Although a year old the list below (which runs to 69 pages) would seem to suggest that there is considerable work to be done to produce a 'common residence card'.

https://ec.europa.eu/home-affairs/s...residence-permits-issued-by-member-states.pdf


----------



## Pgmills (Jan 19, 2015)

‘‘Twas ever thus!


----------



## vianina (Feb 25, 2020)

The Commission's expert group seeks an Article 50 residence card in the common format of Regulation (EC) 1030/2002 (which contains detailed prescriptions). Portugal explicitly stated back in 2018 that it would do that, so I suspect it's not so much work to be done, as budgets to be allocated.


----------



## vianina (Feb 25, 2020)

However, in case anyone was getting their hopes up, it is only the FORMAT that will be common. Holders will still be restricted to 90/180 days for the rest of the EU.


----------



## Pgmills (Jan 19, 2015)

1. You place too much faith in the European Commision’s ability to impact upon reality. If I had an euro for each time Guy ver bulls**t made a promise on citizens’ rights I would be rich by now...
2. Of course we will be limited to the schengen 90day rule. The UK is now a ‘third country’.


----------



## vianina (Feb 25, 2020)

Pgmills, after 20 years working in international organizations (not the Commission, no particular axe to grind) I'm hardly likely to be putting faith in what the bigwigs think we should be told. On the other hand, when Member States take the trouble to detail their intended policy, chosen from a number of options, to an EU or international expert group, it generally means they will follow through, albeit often not in the stated time frame.
That information may be useful to holders of the registo whose situation could give rise to questions if they had to undergo the registo process again. Those to whom it is not useful, or who prefer not to hear it, are requested not to shoot the messenger.


----------



## Pgmills (Jan 19, 2015)

Or alternatively interested parties could just keep an eye on the Brits in Portugal site run by the British Embassy. 
If in doubt keep calm and carry on. Holidays are not a problem. Indeed absences of up to 5 years are permitted under the WA.
Over and out!


----------



## vianina (Feb 25, 2020)

This is a forum, correct? So information may be exchanged on it. I don’t know why you put quite so much faith in the Embassy site, now that you mention it.


----------



## vianina (Feb 25, 2020)

Oh, and the claim regarding five years of absence, under the registo, is incorrect.


----------



## Pgmills (Jan 19, 2015)

vianina said:


> Oh, and the claim regarding five years of absence, under the registo, is incorrect.


Err, no it’s not. Just read the WA.


----------



## vianina (Feb 25, 2020)

Er, yes it is. I’ve read the WA.


----------



## Pgmills (Jan 19, 2015)

Just like shooting fish in a barrel. 

Article 15.3 of the WA says

“Once acquired, the right of permanent residence shall be lost only through absence from the host state for. Period exceeding 5 years”

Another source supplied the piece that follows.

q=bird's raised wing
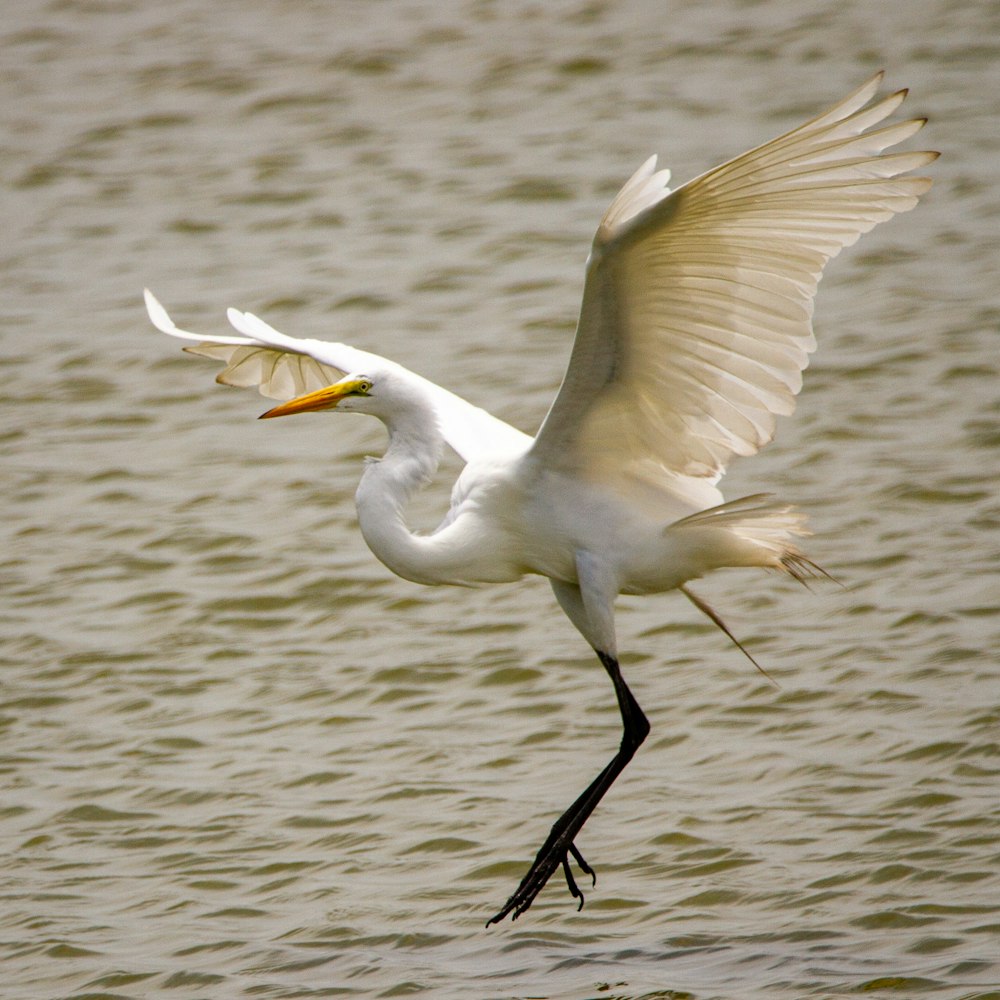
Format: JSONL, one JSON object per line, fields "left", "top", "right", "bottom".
{"left": 145, "top": 290, "right": 530, "bottom": 462}
{"left": 530, "top": 73, "right": 937, "bottom": 492}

Would you like a copy of the whole agreement to read?


----------



## Pgmills (Jan 19, 2015)

And even those who place no faith in that can rely on the two year rule under EU law.......


----------



## vianina (Feb 25, 2020)

This is not about those who have permanent residence. It’s about the registo. That translates into ‘temporary residence peemit’. Here is what the WA says:

15.2. . Continuity of residence for the purposes of acquisition of the right of permanent residence shall be determined in accordance with Article 16(3) and Article 21 of Directive 2004/38/EC..

And here is what 2004/38/EC says/

3. Continuity of residence shall not be affected by temporary absences not exceeding a total of six months a year, or by absences of a longer duration for compulsory military service, or by one absence of a maximum of twelve consecutive months for important reasons such as pregnancy and childbirth, serious illness, study or vocational training, or a posting in another Member State or a third country.

Six months a year is the correct figure. Are you this rude in real life, or only behind a keyboard?


----------



## Pgmills (Jan 19, 2015)

abrupt, yes.


----------



## fbbanks (Mar 10, 2020)

*Sigh...*



Pgmills said:


> abrupt, yes.


We see so much disrespect for and rudeness towards others these that I think we should all make a concerted effort to avoid any appearance of them. American politics in particular seems to be especially inconsiderate of the feelings of others. We all recognise that our own feelings are important. Aren't those of others just as important?


----------